Iran deal coming back to life?
The U.S. and Iran edged closer to ending their standoff over the nuclear deal abandoned by Trump, with Sullivan, the U.S. national security adviser, describing the indirect talks as "constructive" during his Fox interview, Bloomberg News reported. Iran signaled it was ready to debate the details of how the two sides can revive the 2015 accord.
Negotiators, which include the European Union, Russia and China, have said the talks will continue this week.
Iran wants the U.S. to remove hundreds of sanctions that Trump imposed on its economy after he took office in 2017, including those that he reinstated when he broke away from the nuclear deal.
GOP 2024 hopefuls auditioning
The early betting that Trump's mulling of a comeback run in 2024 would freeze other potential Republican candidates into wait-and-see mode has turned out to be wrong.
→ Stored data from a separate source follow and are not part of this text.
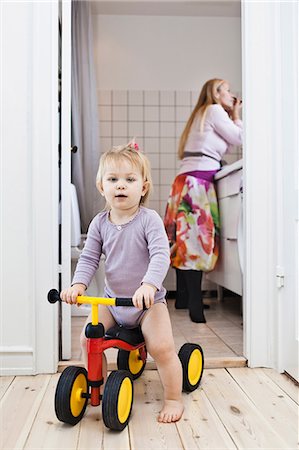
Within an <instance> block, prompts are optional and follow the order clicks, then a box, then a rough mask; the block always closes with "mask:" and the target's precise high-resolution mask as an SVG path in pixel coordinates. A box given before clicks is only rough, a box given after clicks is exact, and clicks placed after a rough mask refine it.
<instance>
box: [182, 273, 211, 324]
mask: <svg viewBox="0 0 299 450" xmlns="http://www.w3.org/2000/svg"><path fill="white" fill-rule="evenodd" d="M184 276H185V281H186V285H187V289H188V298H189V315H190V319H191V320H192V322H196V323H206V319H205V316H204V312H203V310H204V305H203V301H202V291H201V281H202V271H201V270H185V271H184Z"/></svg>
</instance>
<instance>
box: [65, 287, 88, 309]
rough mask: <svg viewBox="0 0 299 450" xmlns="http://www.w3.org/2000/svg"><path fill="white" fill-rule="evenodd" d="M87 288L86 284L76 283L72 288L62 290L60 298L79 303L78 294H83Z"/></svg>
mask: <svg viewBox="0 0 299 450" xmlns="http://www.w3.org/2000/svg"><path fill="white" fill-rule="evenodd" d="M85 290H86V286H85V284H79V283H78V284H74V285H73V286H71V287H70V288H68V289H65V290H64V291H61V292H60V298H61V300H62V301H63V302H66V303H70V304H74V303H77V297H78V295H83V294H84V292H85Z"/></svg>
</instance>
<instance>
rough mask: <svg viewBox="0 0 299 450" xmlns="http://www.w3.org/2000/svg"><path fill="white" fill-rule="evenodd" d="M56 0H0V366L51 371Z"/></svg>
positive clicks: (53, 212)
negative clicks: (0, 290)
mask: <svg viewBox="0 0 299 450" xmlns="http://www.w3.org/2000/svg"><path fill="white" fill-rule="evenodd" d="M57 25H58V21H57V3H56V2H52V3H51V4H49V3H48V4H47V3H43V4H41V3H30V2H21V3H17V2H14V1H11V2H6V3H4V4H3V5H1V26H2V27H3V28H2V30H1V38H2V42H1V52H2V56H1V63H2V67H1V83H0V84H1V144H2V145H1V168H0V170H1V173H0V180H1V217H0V239H1V241H0V248H1V283H0V284H1V288H0V289H1V299H0V301H1V316H0V317H1V342H0V358H1V361H0V369H1V371H0V373H1V375H3V374H32V373H38V372H47V371H56V368H57V355H58V342H57V339H58V336H57V335H58V332H57V309H56V308H55V307H54V308H53V307H51V305H49V304H48V303H47V300H46V294H47V291H48V289H50V288H51V287H55V286H56V285H57V280H58V273H57V272H58V257H57V253H58V226H57V224H58V178H57V171H58V161H57V159H58V138H57V136H58V132H57V126H58V123H57V110H58V104H57V73H58V67H57V64H58V60H57V49H58V44H57Z"/></svg>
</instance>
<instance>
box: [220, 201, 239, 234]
mask: <svg viewBox="0 0 299 450" xmlns="http://www.w3.org/2000/svg"><path fill="white" fill-rule="evenodd" d="M218 203H219V212H220V235H221V238H229V239H237V238H238V225H239V219H240V212H241V195H240V194H238V195H231V196H230V197H225V198H221V199H220V200H219V202H218Z"/></svg>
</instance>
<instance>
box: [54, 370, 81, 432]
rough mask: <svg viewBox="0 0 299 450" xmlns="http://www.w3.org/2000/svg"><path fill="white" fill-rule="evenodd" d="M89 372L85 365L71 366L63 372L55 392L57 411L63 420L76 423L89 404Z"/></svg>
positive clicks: (57, 384)
mask: <svg viewBox="0 0 299 450" xmlns="http://www.w3.org/2000/svg"><path fill="white" fill-rule="evenodd" d="M87 394H88V383H87V372H86V370H85V369H84V368H83V367H75V366H70V367H67V368H66V369H65V370H64V371H63V372H62V374H61V376H60V378H59V381H58V384H57V387H56V393H55V412H56V416H57V418H58V419H59V420H60V421H61V422H65V423H69V424H70V425H76V423H78V422H79V421H80V420H81V419H82V417H83V414H84V412H85V409H86V405H87V396H88V395H87Z"/></svg>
The Associated Press writes that Trump’s former secretary of state, Mike Pompeo, has launched an aggressive schedule, visiting states that will play a pivotal role in the 2024 primaries, and he has signed a contract with Fox News Channel that will mean more exposure to GOP voters. Former Vice President Mike Pence has started a political advocacy group, finalized a book deal and later this month will go to South Carolina, an early-primary state, to give his first speech since leaving office. Florida Gov. Ron DeSantis has been courting donors.
"You build the ark before it rains," Michael Steel, a Republican strategist who worked for Jeb Bush’s 2016 presidential campaign, among others, told AP. "They’re going to do the things they need to do if he [Trump] decides not to run."
Trump's camp professes to be unconcerned. "It’s a free country. Folks can do what they want," Trump adviser Jason Miller said. But he added that "if President Trump does decide to run in 2024, the nomination will be his, if you’re paying any attention to public polling of Republican voters."
More coronavirus news
See a roundup of the latest regional pandemic developments on Long Island and beyond by Newsday's Lisa L. Colangelo. For a full list of Newsday's coronavirus stories, click here.
What else is happening:
- A majority of Americans want to end lifetime appointments for U.S. Supreme Court justices, either through term limits or age limits, according to an Ipsos poll for Reuters. The poll also found that only 38% would support expanding the size of the court by adding four more justices.
- Biden went on his first golf outing as president Saturday, playing a round at the Wilmington Country Club near his Delaware home.
- Amid reports that imprisoned Russian opposition leader Alexei Navalny's health is worsening, Sullivan said Sunday that the Biden administration has warned Vladimir Putin's government to not let Navalny die in custody. "We have communicated that there will be consequences if Mr. Navalny dies," Sullivan said.
- Biden and first lady Jill Biden on Sunday attended the confirmation in Delaware of grandson Robert "Hunter" Biden, 15, the White House told reporters. Robert's dad was the president's son Beau Biden, who died of brain cancer in 2015.
- Despite an increasingly tense relationship, the U.S. and China agreed Saturday to work together to tackle global climate change, including by "raising ambition" for emissions cuts during the 2020s, Axios reports.
- Eighteen current and former employees of OAN, including a producer still employed there who spoke on the record, told The New York Times that the far-right, slavishly pro-Trump network broadcasts reports that they considered misleading, inaccurate or untrue. Producer Marty Golingan said that when the pro-Trump mob incited by false election-fraud claims stormed the U.S. Capitol on Jan. 6, "I was like, that’s not good. That’s what happens when people listen to us." Golingan said some OAN employees had hoped that Dominion Voting Systems, a target of the false fraud allegations, would sue the channel.